Search events

Team Permissions

Control who can access your organisation using two management sections: Users (assign team members and their roles) and Roles (create custom permission groups for different responsibilities). The Administrator role grants full access automatically. Define granular permissions across events, orders, finances, and other functions, then assign roles to team members for secure, flexible access control. Organisation owners always retain administrator access.

Overview

Running an organisation on Seaty often involves a team of people with different responsibilities. Permissions let you control who can access your organisation and exactly what they can do. This keeps sensitive operations protected whilst giving your team the access they need to do their jobs.

At its simplest, permissions answer one question: Who should be able to do what?
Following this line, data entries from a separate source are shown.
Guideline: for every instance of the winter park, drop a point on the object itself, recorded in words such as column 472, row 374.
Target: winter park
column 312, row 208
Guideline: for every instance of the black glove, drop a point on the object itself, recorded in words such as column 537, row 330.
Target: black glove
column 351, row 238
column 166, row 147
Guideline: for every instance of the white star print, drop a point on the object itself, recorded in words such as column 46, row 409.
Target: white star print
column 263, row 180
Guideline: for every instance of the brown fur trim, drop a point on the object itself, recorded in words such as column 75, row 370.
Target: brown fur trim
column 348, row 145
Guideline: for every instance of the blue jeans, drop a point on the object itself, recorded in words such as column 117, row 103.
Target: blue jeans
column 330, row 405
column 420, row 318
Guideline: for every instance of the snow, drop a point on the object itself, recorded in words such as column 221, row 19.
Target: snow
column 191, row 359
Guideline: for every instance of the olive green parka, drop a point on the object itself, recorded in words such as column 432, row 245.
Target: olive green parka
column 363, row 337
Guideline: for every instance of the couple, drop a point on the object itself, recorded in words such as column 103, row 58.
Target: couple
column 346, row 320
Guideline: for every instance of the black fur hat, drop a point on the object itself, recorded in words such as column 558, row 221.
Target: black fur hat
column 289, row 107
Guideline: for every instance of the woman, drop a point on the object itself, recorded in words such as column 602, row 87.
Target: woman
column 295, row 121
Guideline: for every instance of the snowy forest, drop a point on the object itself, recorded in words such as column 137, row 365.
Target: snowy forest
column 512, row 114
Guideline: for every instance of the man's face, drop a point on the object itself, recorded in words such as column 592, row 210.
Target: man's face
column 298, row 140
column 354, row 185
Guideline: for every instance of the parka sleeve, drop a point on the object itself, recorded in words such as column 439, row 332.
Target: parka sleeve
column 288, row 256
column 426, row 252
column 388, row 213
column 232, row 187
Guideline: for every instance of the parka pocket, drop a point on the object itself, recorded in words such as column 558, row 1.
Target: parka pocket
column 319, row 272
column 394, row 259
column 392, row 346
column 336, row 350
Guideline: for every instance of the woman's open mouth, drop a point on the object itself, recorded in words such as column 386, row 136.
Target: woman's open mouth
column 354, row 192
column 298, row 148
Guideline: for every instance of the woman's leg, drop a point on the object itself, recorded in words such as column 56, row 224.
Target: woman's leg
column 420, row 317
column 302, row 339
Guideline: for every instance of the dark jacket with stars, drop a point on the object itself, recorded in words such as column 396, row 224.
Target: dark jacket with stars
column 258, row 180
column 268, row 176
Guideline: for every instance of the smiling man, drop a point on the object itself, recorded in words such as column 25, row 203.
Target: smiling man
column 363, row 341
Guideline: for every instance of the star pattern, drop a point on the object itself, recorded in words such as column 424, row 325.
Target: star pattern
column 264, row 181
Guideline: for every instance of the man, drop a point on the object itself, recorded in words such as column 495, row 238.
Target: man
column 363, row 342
Who uses this: Organisation administrators managing team access.

Key capabilities:

  • Add team members to your organisation
  • Create custom roles that group permissions together
  • Assign roles to users for consistent access across teams
  • Grant administrator access for full control
  • Remove users or change their access at any time
Users tab showing team members with Administrator roles, owner indicator, and Add a user buttonUsers tab showing team members with Administrator roles, owner indicator, and Add a user button

How It Works

At a glance: Permissions follow a simple journey from adding users to granting them the right level of access.

1. Add team members to your organisation

You start by adding users to your organisation. Each person needs their own Seaty account, then you can search for them by name or email and add them to your team.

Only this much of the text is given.